Neither waiting nor praying is a skill I can boast of. Thinking was what was required – but thinking requires Scotch whisky, as all great thinkers agree and I had, in an idle moment, made an absurd promise to Johanna. The clock stood at ten to three. I turned the hands on to five-past six and rang the bell for Jock. He brought in the life-giving drinks-tray in what I can only call an insubordinate manner and wordlessly corrected the clock.

‘Jock,’ I said as the decanter gurgled, ‘I rather fancy I am in the shit. It’s because of Fr Tichborne dying, you see. Difficult to control the thing now.’

‘Wasn’t his fault, was it?’ said Jock sulkily.

‘Of course not, he was an excellent chap, the soul of courtesy; wouldn’t have dreamed of embarrassing us on purpose. But the fact remains that it’s made everything very difficult. What’s to be done?’

‘Well, kissing goes by favour, dunnit? Specially in Jersey.’

‘I’ve never really known what that means.
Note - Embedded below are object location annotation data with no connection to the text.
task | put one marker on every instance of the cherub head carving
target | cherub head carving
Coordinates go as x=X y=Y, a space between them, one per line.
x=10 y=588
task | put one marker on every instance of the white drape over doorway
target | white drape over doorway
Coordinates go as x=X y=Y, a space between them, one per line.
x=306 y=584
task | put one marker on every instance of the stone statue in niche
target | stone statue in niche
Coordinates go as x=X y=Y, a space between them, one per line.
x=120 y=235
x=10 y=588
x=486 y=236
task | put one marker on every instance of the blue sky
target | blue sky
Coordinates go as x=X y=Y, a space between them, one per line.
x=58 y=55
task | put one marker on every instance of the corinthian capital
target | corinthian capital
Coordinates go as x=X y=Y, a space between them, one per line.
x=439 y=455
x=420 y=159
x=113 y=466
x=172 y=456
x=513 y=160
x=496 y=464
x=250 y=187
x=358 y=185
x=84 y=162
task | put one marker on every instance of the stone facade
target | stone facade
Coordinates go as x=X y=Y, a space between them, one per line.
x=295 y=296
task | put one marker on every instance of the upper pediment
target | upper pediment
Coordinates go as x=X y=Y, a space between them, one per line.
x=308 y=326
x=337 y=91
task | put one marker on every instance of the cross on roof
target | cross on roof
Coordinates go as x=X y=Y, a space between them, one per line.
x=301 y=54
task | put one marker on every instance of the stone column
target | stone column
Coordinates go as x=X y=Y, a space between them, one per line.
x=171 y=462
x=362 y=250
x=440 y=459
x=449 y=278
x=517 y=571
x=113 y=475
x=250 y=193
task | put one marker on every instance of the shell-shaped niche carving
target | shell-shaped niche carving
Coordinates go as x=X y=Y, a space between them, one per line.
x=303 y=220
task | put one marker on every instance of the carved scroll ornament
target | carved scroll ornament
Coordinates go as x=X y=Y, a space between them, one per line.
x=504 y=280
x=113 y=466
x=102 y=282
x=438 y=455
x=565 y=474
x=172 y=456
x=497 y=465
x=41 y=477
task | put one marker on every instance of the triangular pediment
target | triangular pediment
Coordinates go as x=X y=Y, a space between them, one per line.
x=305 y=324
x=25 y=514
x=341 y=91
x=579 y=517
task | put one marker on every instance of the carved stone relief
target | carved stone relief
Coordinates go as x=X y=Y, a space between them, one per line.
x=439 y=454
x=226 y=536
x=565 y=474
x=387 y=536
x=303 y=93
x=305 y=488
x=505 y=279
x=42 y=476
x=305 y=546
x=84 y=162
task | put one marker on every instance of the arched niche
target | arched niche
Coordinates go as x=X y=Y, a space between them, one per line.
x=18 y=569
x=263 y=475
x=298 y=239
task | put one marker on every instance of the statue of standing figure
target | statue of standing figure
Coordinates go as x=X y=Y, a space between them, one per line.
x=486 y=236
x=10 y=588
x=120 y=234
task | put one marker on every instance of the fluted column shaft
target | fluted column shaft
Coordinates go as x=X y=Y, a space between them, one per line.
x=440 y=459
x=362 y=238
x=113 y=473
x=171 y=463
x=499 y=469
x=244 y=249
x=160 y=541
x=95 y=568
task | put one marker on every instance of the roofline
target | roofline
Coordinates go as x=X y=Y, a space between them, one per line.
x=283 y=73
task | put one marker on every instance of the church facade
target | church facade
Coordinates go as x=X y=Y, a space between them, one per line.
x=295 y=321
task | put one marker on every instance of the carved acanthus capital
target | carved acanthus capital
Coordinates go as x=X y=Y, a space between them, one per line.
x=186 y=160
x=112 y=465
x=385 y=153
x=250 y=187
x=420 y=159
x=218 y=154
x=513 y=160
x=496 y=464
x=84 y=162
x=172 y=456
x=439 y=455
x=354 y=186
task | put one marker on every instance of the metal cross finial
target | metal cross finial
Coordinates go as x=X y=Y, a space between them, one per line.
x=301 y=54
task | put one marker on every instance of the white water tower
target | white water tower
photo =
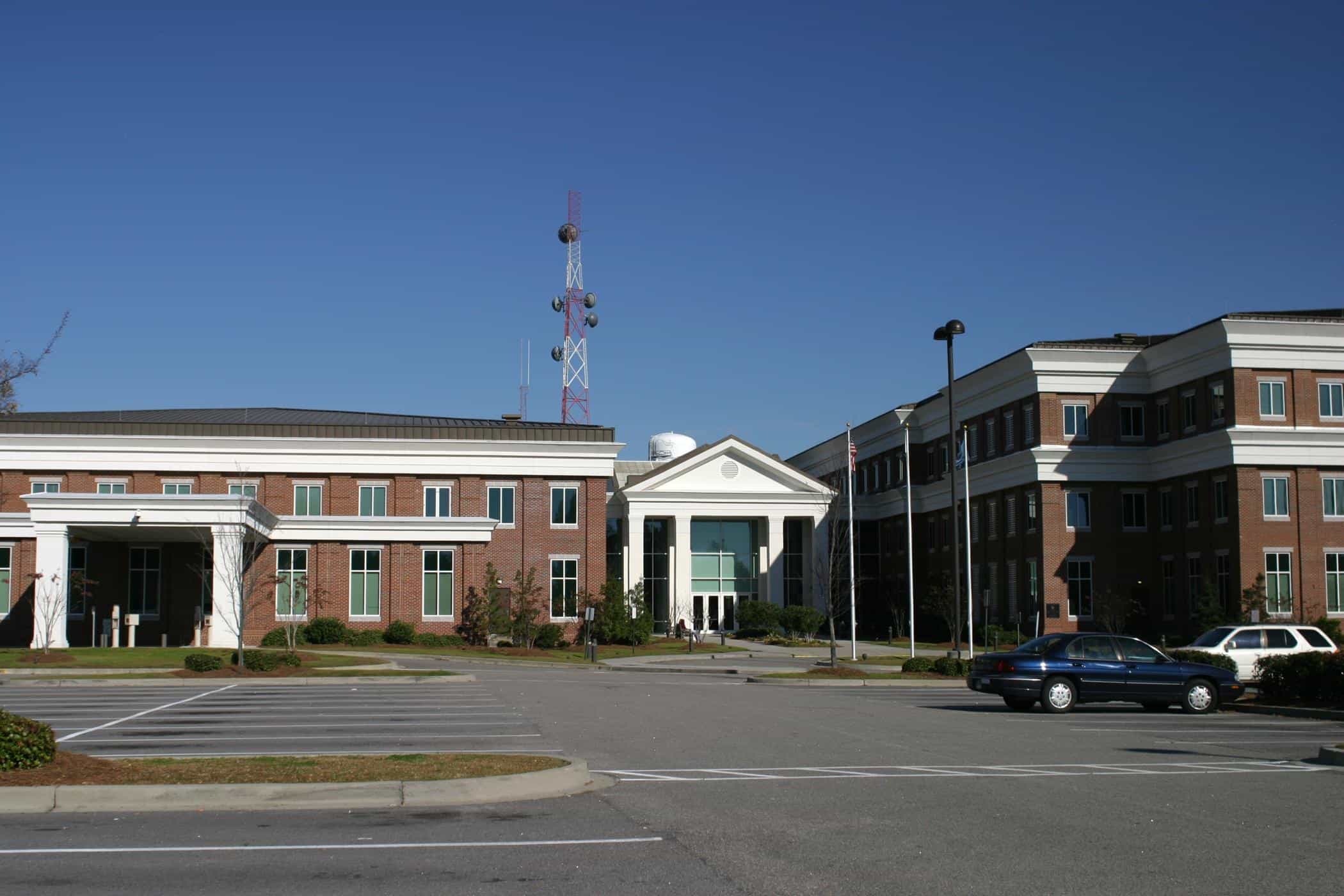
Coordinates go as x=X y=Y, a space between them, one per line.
x=664 y=446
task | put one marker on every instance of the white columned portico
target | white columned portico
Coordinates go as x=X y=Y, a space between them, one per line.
x=680 y=567
x=227 y=546
x=50 y=590
x=774 y=559
x=634 y=550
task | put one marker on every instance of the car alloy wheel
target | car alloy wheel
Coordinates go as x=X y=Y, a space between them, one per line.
x=1201 y=698
x=1059 y=695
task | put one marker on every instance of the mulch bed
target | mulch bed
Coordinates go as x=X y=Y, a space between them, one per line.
x=78 y=769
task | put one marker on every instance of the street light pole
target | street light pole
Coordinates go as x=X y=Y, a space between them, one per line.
x=947 y=333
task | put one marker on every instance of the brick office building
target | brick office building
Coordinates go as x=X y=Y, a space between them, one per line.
x=383 y=516
x=1158 y=468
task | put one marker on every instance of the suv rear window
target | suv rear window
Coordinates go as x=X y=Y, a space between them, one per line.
x=1315 y=639
x=1280 y=639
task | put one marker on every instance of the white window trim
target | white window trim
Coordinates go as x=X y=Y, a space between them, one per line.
x=452 y=550
x=451 y=486
x=1133 y=528
x=1288 y=488
x=1143 y=421
x=550 y=578
x=1322 y=417
x=552 y=503
x=1281 y=381
x=1078 y=528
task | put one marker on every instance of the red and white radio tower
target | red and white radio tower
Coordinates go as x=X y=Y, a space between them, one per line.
x=579 y=319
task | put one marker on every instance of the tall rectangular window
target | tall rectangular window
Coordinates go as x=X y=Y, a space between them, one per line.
x=145 y=573
x=438 y=500
x=1133 y=509
x=1279 y=582
x=77 y=593
x=1332 y=401
x=437 y=595
x=565 y=588
x=1076 y=421
x=1078 y=509
x=565 y=506
x=1132 y=421
x=1217 y=403
x=499 y=500
x=1335 y=582
x=372 y=500
x=308 y=500
x=1272 y=398
x=1332 y=492
x=6 y=575
x=1080 y=588
x=366 y=574
x=1276 y=496
x=1170 y=588
x=292 y=582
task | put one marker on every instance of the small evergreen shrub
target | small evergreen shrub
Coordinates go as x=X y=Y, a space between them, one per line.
x=204 y=661
x=24 y=743
x=326 y=630
x=399 y=633
x=1208 y=659
x=548 y=637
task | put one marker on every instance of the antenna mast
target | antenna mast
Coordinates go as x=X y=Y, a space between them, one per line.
x=579 y=319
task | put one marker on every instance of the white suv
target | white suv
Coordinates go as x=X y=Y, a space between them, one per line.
x=1247 y=644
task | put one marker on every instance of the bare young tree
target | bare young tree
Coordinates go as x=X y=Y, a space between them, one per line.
x=15 y=365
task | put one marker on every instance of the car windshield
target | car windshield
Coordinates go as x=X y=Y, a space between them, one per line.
x=1212 y=639
x=1039 y=646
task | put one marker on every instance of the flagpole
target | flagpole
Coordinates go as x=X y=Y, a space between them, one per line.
x=910 y=546
x=971 y=596
x=854 y=646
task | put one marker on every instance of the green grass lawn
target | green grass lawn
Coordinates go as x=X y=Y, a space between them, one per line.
x=128 y=659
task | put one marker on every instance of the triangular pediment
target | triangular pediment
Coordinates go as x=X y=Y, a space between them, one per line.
x=728 y=467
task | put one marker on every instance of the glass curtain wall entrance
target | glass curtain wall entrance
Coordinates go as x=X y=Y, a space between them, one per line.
x=723 y=572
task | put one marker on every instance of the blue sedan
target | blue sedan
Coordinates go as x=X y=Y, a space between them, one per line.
x=1060 y=671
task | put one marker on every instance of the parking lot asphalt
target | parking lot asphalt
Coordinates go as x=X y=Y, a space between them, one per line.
x=734 y=788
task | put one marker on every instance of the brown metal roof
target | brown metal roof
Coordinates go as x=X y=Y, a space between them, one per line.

What do you take it to mean?’

‘Well, say, if the filth’ (by which he meant the CID), ‘is getting a bit too close to you, you ring up one of your mates who was at Borstal with you and he fits the copper up with a corruption rap. Doesn’t matter if it don’t stick: they have to suspend him till it’s investigated and the new bloke they put on your case hasn’t got his contacks, has he, and most of what the first bloke had he kept in his head, didn’t he, so you got a couple of munce to sort things out, see?’

‘I think I see. Goodness. But I suppose it’s the way of the world. I certainly can’t think of anything else. Thank you, Jock.’

I rang up George.

‘George,’ I said in dulcet tones, ‘I really must apologize for my incivility just now. Heat of the moment, you understand. Not myself, eh?’

I accepted his grunt as an acceptance of my apology.

‘It seems to me,’ I went on, ‘that our watchword must be “kissing goes by favour” – we must use our influence, bring gentle pressure to bear, don’t you think? For instance, how well do you know the more august chaps in Jersey; were you at Borst … I mean Harrow with any of them? I mean chaps like the chap you rang up from the Police Station yesterday?’

‘Very well indeed, some of them.’

‘Well, there you are then. Ask them to tea, fill them up with tuck – hot buttered crumpets, little meat pies, cherry brandy – all the nice things they won’t be allowed to have at home – then remind them of your schooldays together, all those innocent pranks, you know the sort of thing.’